Since those patients will remain ineligible for Obamacare until the following January, Biden is literally stripping health insurance from the sick and leaving them uninsured for up to twelve months.

This from the man who promised, “If, in fact, you have private insurance, you can keep it.”

The administration admits that these new rules will expose patients to “an increased risk of higher out‐of‐pocket expenses and medical debt, reduced access to health care, and potentially worse health outcomes.” When the Obama administration imposed similar rules in 2016, it terminated coverage for individuals such as 61-year-old Phoenix resident Jeanne Balvin, leaving her with $97,000 in medical bills. But fear not: Biden is also requiring short-term plans to bear a label warning consumers about the harms of his own rules.

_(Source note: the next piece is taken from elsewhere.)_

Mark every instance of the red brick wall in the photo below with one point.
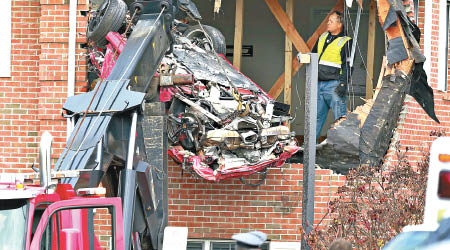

The administration issued these rules at the behest of private insurance companies that hope to profit. Insurers who sell Obamacare plans want those 3 million customers — and the additional Obamacare subsidies that would come with them. One group of insurers, the Association for Community Affiliated Plans (ACAP), went so far as to petition federal courts to terminate all short-term plans after three months. They literally asked the courts to kneecap their competitors’ customers.

ACAP admitted to the courts that its members were losing “customers to competing companies offering STDLI policies.” ACAP admitted that it wanted the government to terminate short-term plans after three months because doing so would drive business toward its members. One ACAP member predicted a $100 million windfall.

When the courts rejected ACAP’s ploy, it made the same pitch to Biden’s administration. Two months later, the administration proposed today’s regulation.

Rather than admit that he is terminating coverage for the sick to enrich private insurance companies, Biden claims he is “cracking down” on “junk” insurance. Compliant media tell us Biden’s rule would “protect consumers.”

In King v. Burwell, the Supreme Court held that “Congress passed the Affordable Care Act to improve health insurance markets.” The ACA tried to shield the sick from coverage cancellations and medical underwriting. Biden’s new rules conflict with that goal by mandating that insurers do both.

These rules are vulnerable to a legal challenge. It is hard to imagine a regulation more arbitrary, capricious, contrary to law, contrary to congressional intent — and cruel.